Aug 25 AOTD: Tears for Fears - Songs from the Big Chair
1985
Link to Listen: https://www.youtube.com/watch?v=Ye7FKc1JQe4&list=PLnjEDtbey337PNuRviP-Z3shH1_OWCDMJ&index=1
"Songs from the Big Chair" - the phrase itself - is an allusion to the idea of therapy, speaking your fears or trauma aloud to someone while perched on a couch, or "big chair." The first single, "Shout," also is referencing Arthur Janov's "primal therapy," much like the kind that John Lennon also tried and deeply believed in. The British second-single release of "Shout" furthered the idea of speaking to childhood trauma, fears and repression as a way to undo, or release, the pain. And maybe the chanting chorus was also built for just such a purpose. This single was the follow up to "Everyone Wants to Rule the World" in the States, and by the time "Shout" followed in June of 1985, spending three weeks in the #1 slot, Roland Orzabel and Curt Smith (the duo that was Tears for Fears) WERE essentially ruling the pop world.
The album has a feel of two kinds: first, a reverb drenched pop album - and by pop I mean hummable choruses, soulful singing, and toe-tapping rhythms. But for the mid-80s - heck, even for now, it's also an alternative British synth-soul album that would only have worked in the 80s alongside fellow pop acts like the Eurythmics and Simple Minds, fellow experimentalists who were striking it big in the same years. This kind of pop experimentation (outside of progressive rock) had never been accepted to this degree and it never would again.
I would love to hear other people's memories associated with these songs. The singles were so big on the radio in the summer of '85 that everyone has to remember them playing somewhere. I can still hear "Everyone Wants to Rule the World" playing over the speaker system at the amusement park Valley Fair in Minneapolis, MN, on weekend away from camp, standing in line, singing along with all my camp buddies.
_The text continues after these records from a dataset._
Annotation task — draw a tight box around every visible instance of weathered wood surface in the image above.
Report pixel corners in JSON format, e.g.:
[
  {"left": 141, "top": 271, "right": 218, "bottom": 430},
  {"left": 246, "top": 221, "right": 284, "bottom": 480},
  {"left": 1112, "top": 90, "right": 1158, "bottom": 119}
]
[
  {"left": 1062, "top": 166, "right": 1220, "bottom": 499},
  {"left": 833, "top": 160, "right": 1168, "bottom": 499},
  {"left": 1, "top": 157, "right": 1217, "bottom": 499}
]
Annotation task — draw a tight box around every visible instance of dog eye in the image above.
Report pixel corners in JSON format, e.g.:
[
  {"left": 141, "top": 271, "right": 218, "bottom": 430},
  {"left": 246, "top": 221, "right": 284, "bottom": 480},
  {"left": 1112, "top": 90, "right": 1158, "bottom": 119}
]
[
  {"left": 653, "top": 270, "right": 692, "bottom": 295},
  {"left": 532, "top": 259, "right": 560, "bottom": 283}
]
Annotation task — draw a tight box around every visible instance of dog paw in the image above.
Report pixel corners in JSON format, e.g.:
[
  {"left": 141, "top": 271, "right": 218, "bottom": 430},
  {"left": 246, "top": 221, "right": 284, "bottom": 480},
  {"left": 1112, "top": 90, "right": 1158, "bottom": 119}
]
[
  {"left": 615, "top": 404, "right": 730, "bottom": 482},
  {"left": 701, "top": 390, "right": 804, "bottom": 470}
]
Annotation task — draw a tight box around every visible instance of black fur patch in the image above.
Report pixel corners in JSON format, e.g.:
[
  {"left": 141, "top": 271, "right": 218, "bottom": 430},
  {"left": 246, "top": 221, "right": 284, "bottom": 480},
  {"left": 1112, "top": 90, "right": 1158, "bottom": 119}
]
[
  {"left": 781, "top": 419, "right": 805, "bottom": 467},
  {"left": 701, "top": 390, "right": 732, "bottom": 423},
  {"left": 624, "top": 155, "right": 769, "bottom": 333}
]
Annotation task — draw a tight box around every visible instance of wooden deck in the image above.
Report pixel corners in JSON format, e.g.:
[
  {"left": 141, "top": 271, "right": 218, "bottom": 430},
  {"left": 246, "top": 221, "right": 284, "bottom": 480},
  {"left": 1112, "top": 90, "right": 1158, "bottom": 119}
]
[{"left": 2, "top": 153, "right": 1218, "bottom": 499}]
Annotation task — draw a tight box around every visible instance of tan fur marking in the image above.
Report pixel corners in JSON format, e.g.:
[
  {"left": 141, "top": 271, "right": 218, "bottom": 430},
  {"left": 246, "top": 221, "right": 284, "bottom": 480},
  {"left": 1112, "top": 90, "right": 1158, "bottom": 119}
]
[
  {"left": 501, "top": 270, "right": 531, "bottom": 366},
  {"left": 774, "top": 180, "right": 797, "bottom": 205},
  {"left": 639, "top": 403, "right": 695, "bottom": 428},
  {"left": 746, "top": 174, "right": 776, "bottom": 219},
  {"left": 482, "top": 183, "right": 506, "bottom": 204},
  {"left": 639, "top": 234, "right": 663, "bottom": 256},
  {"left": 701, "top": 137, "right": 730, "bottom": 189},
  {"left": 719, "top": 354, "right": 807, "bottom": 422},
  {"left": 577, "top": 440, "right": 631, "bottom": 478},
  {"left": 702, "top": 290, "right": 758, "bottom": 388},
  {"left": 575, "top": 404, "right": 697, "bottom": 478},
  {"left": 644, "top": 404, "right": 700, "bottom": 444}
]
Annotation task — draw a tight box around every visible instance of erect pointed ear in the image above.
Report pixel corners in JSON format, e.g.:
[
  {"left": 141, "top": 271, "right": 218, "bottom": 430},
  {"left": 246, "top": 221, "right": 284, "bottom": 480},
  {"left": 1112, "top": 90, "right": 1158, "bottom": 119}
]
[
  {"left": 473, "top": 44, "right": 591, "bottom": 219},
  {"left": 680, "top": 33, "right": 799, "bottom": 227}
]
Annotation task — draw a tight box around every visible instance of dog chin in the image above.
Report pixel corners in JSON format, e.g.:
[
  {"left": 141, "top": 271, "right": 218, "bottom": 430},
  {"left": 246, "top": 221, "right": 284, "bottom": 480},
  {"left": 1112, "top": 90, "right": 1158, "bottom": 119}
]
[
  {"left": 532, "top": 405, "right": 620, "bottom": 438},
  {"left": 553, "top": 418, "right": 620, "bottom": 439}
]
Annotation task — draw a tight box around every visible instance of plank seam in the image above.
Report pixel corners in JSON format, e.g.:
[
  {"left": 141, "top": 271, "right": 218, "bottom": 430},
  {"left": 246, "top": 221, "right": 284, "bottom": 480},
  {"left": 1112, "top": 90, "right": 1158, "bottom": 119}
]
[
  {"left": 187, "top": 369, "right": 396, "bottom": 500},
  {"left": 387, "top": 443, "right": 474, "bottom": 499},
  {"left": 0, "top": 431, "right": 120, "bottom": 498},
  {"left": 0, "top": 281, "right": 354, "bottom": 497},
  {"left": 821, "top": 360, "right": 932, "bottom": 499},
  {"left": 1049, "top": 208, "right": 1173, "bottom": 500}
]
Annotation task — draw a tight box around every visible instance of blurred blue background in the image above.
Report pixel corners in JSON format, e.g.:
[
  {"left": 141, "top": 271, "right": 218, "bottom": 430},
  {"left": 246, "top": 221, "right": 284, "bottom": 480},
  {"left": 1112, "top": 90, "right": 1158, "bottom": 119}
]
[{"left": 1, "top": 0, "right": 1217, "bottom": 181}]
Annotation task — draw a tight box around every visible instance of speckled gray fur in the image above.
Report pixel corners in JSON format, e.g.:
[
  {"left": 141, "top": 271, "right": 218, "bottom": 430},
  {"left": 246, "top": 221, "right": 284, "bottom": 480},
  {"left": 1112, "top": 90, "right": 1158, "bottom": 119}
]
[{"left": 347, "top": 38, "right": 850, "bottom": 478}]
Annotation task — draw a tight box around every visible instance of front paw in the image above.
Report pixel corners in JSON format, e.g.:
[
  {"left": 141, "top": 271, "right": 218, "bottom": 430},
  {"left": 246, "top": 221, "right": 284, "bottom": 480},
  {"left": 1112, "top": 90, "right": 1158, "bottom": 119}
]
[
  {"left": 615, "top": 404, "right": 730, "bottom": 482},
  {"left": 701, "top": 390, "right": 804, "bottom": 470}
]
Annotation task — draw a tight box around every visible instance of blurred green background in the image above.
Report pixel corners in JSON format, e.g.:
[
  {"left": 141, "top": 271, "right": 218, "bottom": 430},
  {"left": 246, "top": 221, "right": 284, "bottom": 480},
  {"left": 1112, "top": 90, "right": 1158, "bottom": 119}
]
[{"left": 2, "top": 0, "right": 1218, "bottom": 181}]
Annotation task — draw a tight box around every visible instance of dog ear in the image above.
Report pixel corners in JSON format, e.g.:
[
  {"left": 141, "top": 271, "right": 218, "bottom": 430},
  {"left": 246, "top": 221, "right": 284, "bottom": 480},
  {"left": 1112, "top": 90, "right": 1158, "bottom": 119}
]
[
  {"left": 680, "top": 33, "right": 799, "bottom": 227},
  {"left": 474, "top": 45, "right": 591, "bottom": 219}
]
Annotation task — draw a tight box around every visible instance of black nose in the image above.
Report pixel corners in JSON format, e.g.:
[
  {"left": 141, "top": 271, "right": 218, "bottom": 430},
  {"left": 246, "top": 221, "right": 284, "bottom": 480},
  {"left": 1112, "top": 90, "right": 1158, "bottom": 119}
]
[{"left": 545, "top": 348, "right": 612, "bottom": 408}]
My fondest memory: instead of a usual camp song, I taught my campers "Shout," and then we (probably obnoxiously, now that I think about it) sang/chanted it everywhere we went around camp for a whole week.
Other standouts include "The Working Hour," "I Believe," and "Head Over Heels," another monstrous hit that same summer."
While Curt Smith handled vocals and Bbass, it was really Roland Orzabel who the mastermind of the two. He wrote the songs, sang and played guitar and keyboards.